This explains why the spaces are removed in the first example, and the spaces get replaced with underscores in your second example.
In the second expression the \L is used to lowercase the text.
The extra question in the comment was how to run this expression outside of TextMate. Using vi as an example, I would break it into multiple steps:
:0,$s/ //g
:0,$s/\u/\L\0/g
The first part of the above commands tells vi to run a substitution starting on line 0 and ending at the end of the file (that's what $ means).
The rest of the expression uses the same sorts of rules as explained above, although some of the notation in vi is a bit custom - see this reference webpage.

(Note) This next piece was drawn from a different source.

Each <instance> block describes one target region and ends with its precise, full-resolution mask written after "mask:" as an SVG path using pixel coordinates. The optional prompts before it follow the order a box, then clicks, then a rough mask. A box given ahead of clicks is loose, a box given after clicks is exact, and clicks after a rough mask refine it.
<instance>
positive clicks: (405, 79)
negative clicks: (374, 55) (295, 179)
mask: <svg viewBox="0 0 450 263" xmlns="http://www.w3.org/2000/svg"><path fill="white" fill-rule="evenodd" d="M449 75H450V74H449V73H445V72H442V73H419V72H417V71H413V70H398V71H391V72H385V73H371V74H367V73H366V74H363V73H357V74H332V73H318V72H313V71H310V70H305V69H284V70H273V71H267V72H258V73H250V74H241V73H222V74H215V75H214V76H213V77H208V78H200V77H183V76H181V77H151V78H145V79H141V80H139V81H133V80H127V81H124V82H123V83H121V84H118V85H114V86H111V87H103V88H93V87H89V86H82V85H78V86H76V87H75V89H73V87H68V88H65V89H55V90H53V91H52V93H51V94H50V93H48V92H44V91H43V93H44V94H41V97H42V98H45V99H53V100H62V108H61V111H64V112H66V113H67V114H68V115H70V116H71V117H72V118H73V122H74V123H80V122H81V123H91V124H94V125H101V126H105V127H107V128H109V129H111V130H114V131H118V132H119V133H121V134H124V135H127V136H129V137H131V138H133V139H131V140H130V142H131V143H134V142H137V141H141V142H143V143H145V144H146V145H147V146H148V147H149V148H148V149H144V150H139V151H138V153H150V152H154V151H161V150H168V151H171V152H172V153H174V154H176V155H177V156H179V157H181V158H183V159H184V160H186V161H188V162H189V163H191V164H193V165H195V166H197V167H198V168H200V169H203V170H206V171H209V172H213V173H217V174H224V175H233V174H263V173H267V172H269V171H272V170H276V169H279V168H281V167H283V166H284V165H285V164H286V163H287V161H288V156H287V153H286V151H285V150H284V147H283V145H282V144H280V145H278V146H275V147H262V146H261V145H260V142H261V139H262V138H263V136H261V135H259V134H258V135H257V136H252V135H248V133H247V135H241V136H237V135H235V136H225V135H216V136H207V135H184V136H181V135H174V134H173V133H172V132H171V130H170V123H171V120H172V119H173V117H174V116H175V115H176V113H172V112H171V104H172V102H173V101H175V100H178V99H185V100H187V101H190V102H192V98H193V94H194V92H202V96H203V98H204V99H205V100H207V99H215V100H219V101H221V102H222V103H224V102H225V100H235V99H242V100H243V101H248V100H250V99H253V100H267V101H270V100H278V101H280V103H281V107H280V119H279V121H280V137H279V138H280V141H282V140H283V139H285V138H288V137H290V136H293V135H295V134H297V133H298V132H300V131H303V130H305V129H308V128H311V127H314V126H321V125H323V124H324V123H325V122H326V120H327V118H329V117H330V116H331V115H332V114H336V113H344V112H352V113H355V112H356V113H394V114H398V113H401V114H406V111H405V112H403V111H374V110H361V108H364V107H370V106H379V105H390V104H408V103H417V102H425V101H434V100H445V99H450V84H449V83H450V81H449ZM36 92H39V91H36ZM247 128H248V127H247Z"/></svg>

I find RegexBuddy a good tool for me in dealing with regexs. I pasted your 1st regex in to Buddy and I got the explanation shown in the bottom frame:
I use it for helping to understand existing regexs, building my own, testing regexs against strings, etc. I've become better # regexs because of it. FYI I'm running under Wine on Ubuntu.
it's searching for any alpha character that appears at least once in a row [[:alpha:]]+ or space ( ).
/[[:alpha:]]+|( )/(?1::$0)/g
The (?1 is a conditional and used to strip the match if group 1 (a single space) was matched, or replace the match with $0 if group 1 wasn't matched. As $0 is the entire match, it gets replaced with itself in that case. This regex is the same as:
/ //g
I.e. remove all spaces.
/[[:alpha:]]+|( )/(?1:_:/\L$0)/g
This regex is still using the same condition, except now if group 1 was matched, it's replaced with an underscore, and otherwise the full match ($0) is used, modified by \L. \L changes the case of all text that comes after it, so \LABC would result in abc; think of it as a special control code.